Can you explain how this diagram is used to understand heat pumps.

-AC

[stevehull]

Wewantutopia,

Your average figure of 9,000 BTU/hr. for the winter month is just an average. If you looked at both winter and summer use, your average of heating and AC might be close to zero BTU/hr. Again, an average.

Average consumption does not apply to your situation. Rather, you need to figure out the heat loss (for heating) at about 90% of your maximum heating load. Your location in Illinois is a cold one. I bet your typical low in January is in the single numbers with typical yearly lows at about -10F.

Lets assume you want the house at 70F at a low of 0F. That is your delta T. Now figure, from manual J, the resistance value of the walls, windows, doors, ceiling and floor. Calculate the BTU need for that.

Now add in the extra BTUs needed for an air change every 3-4 hours. Add that in. The total will be your need for heat.

My estimate? About 24-36 KBTU (2.0-2.5 ton).



Steve

[Mikesolar]

I wonder what program created the diagram?

[NiHaoMike]

Quote:

Originally Posted by stevehull

Average consumption does not apply to your situation. Rather, you need to figure out the heat loss (for heating) at about 90% of your maximum heating load. Your location in Illinois is a cold one. I bet your typical low in January is in the single numbers with typical yearly lows at about -10F.

If the outdoor temperature stays near worst case in that period (and no other exceptional events like going on vacation), the average is valid for sizing equipment.

Granted, oversizing a heat pump for heating is nowhere as bad as oversizing it for cooling (the latter can cause poor dehumidification), but a single heat pump sized just right for heating in a heating dominated climate is going to be oversized for cooling needs if A/C is necessary during the summer. That's where multiple units or an inverter unit can make more sense. And a unit oversized for heating would be even more oversized for cooling.

Do, however, feel free to oversize the geothermal loops. It will likely improve efficiency, especially if it is multiple parallel loops instead of a single large loop.

[jeff5may]

I grabbed the illustration from the website of:

TechniSolve Software

They have a whole suite of programs for whatever (air or water) heating, cooling or refrigeration solution you'd like to simulate. Not cheap.

The illustration breaks down a freeze-frame in time of a running phase change system. It appears this one is something like a walk-in refrigerator. All relevant temperatures, pressures, heat flows, and mass flow are recorded for respective devices.

The long and short of this system is this: the evaporator absorbs 163.1 kw from its environment and the compressor uses 39.1 kw to pump refrigerant, yielding 202.2 kw of heat rejected by the condenser. Since the unit is in cooling mode, COP is the ratio of heat absorbed by the evaporator divided by compressor power, or 163.1/39.1 or 4.17. If the unit was used as a heater, the COP would be higher at 202.2/39.1 or 5.17.

[AC_Hacker]

S-Hull,

Quote:

Originally Posted by stevehull

...My estimate?

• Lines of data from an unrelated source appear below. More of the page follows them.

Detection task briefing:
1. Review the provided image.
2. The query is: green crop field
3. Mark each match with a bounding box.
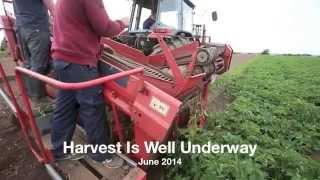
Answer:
[168,56,320,180]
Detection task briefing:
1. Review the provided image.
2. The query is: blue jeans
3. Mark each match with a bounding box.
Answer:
[17,27,51,99]
[51,60,111,161]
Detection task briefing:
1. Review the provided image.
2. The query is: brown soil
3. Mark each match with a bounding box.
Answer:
[0,54,255,180]
[208,53,257,112]
[0,101,50,180]
[0,51,50,180]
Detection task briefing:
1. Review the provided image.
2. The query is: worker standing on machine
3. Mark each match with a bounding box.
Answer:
[51,0,128,168]
[13,0,53,104]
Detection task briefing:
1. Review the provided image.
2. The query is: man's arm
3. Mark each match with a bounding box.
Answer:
[83,0,126,37]
[42,0,54,16]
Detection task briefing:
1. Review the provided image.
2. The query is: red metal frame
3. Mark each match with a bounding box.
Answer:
[15,67,181,163]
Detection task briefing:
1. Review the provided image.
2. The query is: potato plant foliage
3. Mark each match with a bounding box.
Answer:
[167,55,320,180]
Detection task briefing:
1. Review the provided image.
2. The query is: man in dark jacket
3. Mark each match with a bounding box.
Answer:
[51,0,128,168]
[13,0,53,102]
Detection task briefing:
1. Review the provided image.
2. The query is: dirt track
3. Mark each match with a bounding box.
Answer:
[0,54,255,180]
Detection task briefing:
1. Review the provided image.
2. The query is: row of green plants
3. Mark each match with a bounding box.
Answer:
[167,56,320,180]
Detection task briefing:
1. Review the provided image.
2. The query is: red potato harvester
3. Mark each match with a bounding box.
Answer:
[0,0,233,179]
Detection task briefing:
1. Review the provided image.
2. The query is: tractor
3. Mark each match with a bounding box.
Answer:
[0,0,233,180]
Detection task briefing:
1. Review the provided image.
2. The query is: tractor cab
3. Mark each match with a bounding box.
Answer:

About 24-36 KBTU (2.0-2.5 ton)...

I'm curious how you are utilizing your quarter century of geothermal heating expertise (* "consulting on geothermal heating/cooling & rational energy use since 1990" *) to come up with this estimate?

I often hear from furnace installers with no university degrees in any kind of science that their method is to 'guess' what the heat load might be and double it.... seems to me to be a pretty blunt ax they are swinging, but it's almost exactly what you came up with.

Quote:

Originally Posted by stevehull

Your average figure of 9,000 BTU/hr. for the winter month is just an average.

I agree that using the average heat input for a month is not going to give the answer we are seeking.

But wewantutopia did give us some kind of a clue...

Quote:

Originally Posted by wewantutopia

...I live in a ~1000 sq. ft. 1910 bungalow that I have insulated to just under passive house standards (the builders grade double pane windows the previous owners installed are the week spot) including R80 attic, 1.5" exterior poly iso, 3" poly iso foamed in between the studs, 1.5" XPS that I hand dug around the basement to below the footings. The walls come to about R30.

Also...

Quote:

Originally Posted by wewantutopia

[the gas consumption indicates]That comes to 9125 btu/hour average.

I know that the Passive House allowable heat loss is 4.75 kBtu/sf/yr, or 4750 Btu total for his 1000 sq ft (* This is the YEARLY cumulative heat loss, not hourly rate. *). So it's safe to say that we're not quite at Passive House standards.

But still, from the impressive list of improvement given above, it seems like the method of just doubling the estimate might be a too-easy approach. I mean his sample month is a month from a very harsh winter. So in that average there were HDD heat demands above and HDD heat demands below that average. Surely there would be a way to go from an average to a likely distribution of heat demands.

So his average of 9125 btu/hour would be right at the center of the bell curve.

There must be a way to mathematically to approximate the values that would suggest this curve.

I suppose that wewantutopia could seek out actual recorded daily HDD data from his area and then find out what the 95% highest heat requirement might be for his house.

It's times like this that it would be so useful to have a data logger reading his current heating system and also reading ambient temperature data.


-AC

[stevehull]

AC,

I lived up north in that area. It is cold. That area of IL is also very cloudy and windy (see page 1, post 1) in the winter. Simply stated, 9000 BTU/hr is not going to cut it at 0F in that climate even with a 1000 sq. ft home and average R30. Twenty five years of work allows me to guess - and that's what I did.

24,000 - 30,000 BTU/hr to get a delta t of 70F in that climate and with those conditions.

It is physics.

Steve